A Working Definition

An algorithm is a finite, unambiguous, and effective procedure that, when started on a valid input, halts after a finite number of mechanical steps and produces the correct output. Stripped of prose, this is the contract:

$\text{Algorithm} : \text{Input} \;\longrightarrow\; \text{Output}, \quad \text{in finitely many steps, by following a fixed rule.}$

Three words in that sentence carry almost all of the weight. Finite means the procedure must end — no infinite loops on valid inputs. Unambiguous means the next step is always determined: there is no "and then guess." Effective means each step can actually be executed by a person with pencil and paper, or, equivalently, by a machine with no intelligence of its own.

Intuition. A recipe is the everyday word for algorithm. "Beat eggs until stiff" would not survive a computer-science definition (when does "stiff" happen?). But "beat eggs for 90 seconds at speed 8" would: it has an input (the eggs), a clear stopping rule, and steps that can be executed without judgment.

The point of insisting on this contract is that it lets us reason about a procedure mathematically: we can prove it terminates, prove it is correct, and quantify how long it takes, because the rules of the game are pinned down before the analysis starts. Everything else in this book — sorting, searching, graphs, dynamic programming, NP-hardness — is built on top of these three words.

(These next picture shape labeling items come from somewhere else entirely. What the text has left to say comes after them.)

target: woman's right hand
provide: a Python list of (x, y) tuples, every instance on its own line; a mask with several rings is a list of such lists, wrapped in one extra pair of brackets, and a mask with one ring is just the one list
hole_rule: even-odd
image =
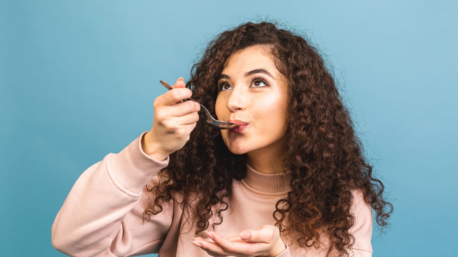
[(185, 86), (184, 80), (180, 78), (173, 89), (154, 100), (153, 127), (142, 139), (141, 146), (145, 153), (158, 161), (184, 146), (199, 119), (199, 104), (182, 102), (193, 94)]

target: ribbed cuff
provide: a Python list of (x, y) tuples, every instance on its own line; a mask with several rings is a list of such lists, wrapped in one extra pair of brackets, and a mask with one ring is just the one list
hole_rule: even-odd
[(141, 192), (155, 174), (168, 165), (168, 156), (160, 162), (141, 149), (142, 134), (119, 153), (110, 156), (108, 169), (120, 186), (133, 194)]

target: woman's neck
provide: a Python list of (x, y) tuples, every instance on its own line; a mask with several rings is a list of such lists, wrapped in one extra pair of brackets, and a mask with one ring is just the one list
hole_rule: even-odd
[(283, 160), (286, 157), (286, 148), (282, 147), (259, 149), (247, 153), (247, 163), (255, 171), (265, 174), (284, 172)]

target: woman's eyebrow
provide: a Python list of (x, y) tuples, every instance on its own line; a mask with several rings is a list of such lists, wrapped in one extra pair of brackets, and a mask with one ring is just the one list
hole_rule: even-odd
[[(274, 80), (275, 79), (275, 78), (273, 76), (273, 75), (271, 74), (270, 72), (269, 72), (267, 70), (264, 69), (262, 69), (262, 68), (256, 69), (255, 70), (250, 71), (247, 71), (245, 73), (245, 77), (249, 77), (253, 74), (256, 74), (256, 73), (263, 73), (268, 76), (269, 77), (272, 78), (272, 79)], [(226, 74), (223, 74), (222, 73), (220, 74), (220, 76), (218, 77), (218, 80), (219, 80), (222, 79), (227, 79), (229, 80), (230, 79), (230, 77), (229, 76), (229, 75), (227, 75)]]
[(220, 76), (218, 77), (218, 80), (220, 80), (222, 79), (227, 79), (229, 80), (230, 79), (230, 77), (229, 77), (229, 75), (227, 75), (226, 74), (223, 74), (222, 73), (220, 74)]
[(275, 77), (274, 77), (272, 74), (271, 74), (270, 72), (269, 72), (267, 71), (267, 70), (265, 70), (265, 69), (262, 69), (262, 68), (261, 68), (261, 69), (255, 69), (255, 70), (253, 70), (250, 71), (248, 71), (248, 72), (247, 72), (245, 74), (245, 77), (249, 77), (249, 76), (251, 76), (251, 75), (253, 75), (253, 74), (256, 74), (256, 73), (263, 73), (263, 74), (265, 74), (265, 75), (268, 76), (269, 77), (272, 78), (272, 79), (275, 79)]

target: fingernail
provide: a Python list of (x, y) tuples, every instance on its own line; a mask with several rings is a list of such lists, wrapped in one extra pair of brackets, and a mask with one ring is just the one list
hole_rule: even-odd
[(207, 236), (208, 236), (208, 237), (210, 237), (212, 239), (215, 239), (215, 236), (214, 236), (213, 234), (210, 233), (209, 231), (207, 230), (205, 230), (204, 232), (205, 232), (205, 234), (207, 235)]
[(202, 245), (200, 244), (200, 243), (199, 243), (198, 242), (196, 242), (195, 241), (192, 241), (191, 243), (192, 243), (193, 245), (195, 245), (196, 246), (197, 246), (197, 247), (202, 247)]
[(246, 240), (250, 238), (250, 237), (251, 236), (251, 233), (250, 233), (248, 231), (243, 231), (239, 234), (238, 236), (240, 237), (240, 238), (243, 240)]

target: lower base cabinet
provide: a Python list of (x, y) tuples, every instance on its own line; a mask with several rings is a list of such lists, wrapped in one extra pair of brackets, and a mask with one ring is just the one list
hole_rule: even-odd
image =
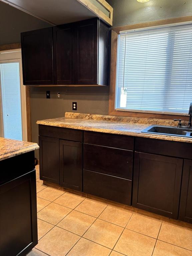
[(132, 181), (83, 170), (83, 191), (109, 200), (131, 205)]
[(192, 160), (184, 160), (179, 219), (192, 223)]
[(82, 191), (83, 144), (59, 140), (60, 185)]
[(183, 161), (136, 152), (133, 206), (177, 219)]
[(1, 256), (25, 256), (37, 244), (34, 162), (32, 151), (0, 161)]

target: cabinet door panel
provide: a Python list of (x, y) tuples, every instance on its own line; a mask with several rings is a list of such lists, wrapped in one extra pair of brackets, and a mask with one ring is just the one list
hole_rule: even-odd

From al-Khwarizmi to Turing

The word algorithm is a Latinized rendering of al-Khwarizmi, the 9^th-century Persian scholar Muhammad ibn Musa al-Khwarizmi. Around 825 CE, working in Baghdad's House of Wisdom, he wrote a treatise on arithmetic with Hindu-Arabic numerals. When that treatise was translated into Latin in the 12^th century as Algoritmi de numero Indorum("al-Khwarizmi on the Indian numbers"), Europeans began calling any step-by-step calculation an algorism, and the modern word algorithm grew out of that.

But algorithms predate the word by more than a millennium. Around 300 BCE, Euclid wrote down a procedure for computing the greatest common divisor of two integers. It is still the standard algorithm taught today, more than 2,300 years later. We will trace it line by line in a moment.

Turing's 1936 paper On Computable Numbers, with an Application to the Entscheidungsproblem is the moment the informal idea of "mechanical procedure" became a mathematical object. Turing described an idealized machine with a tape, a finite state register, and a transition rule. He then showed that any procedure we would intuitively call an algorithm could be simulated by such a machine. This is the Church-Turing thesis: the informal notion of algorithm and the formal notion of Turing-machine computation coincide.

Knuth's Five Criteria

In The Art of Computer Programming (1968), Donald Knuth sharpened the definition into five conditions that an algorithm must satisfy. They have been the textbook definition ever since.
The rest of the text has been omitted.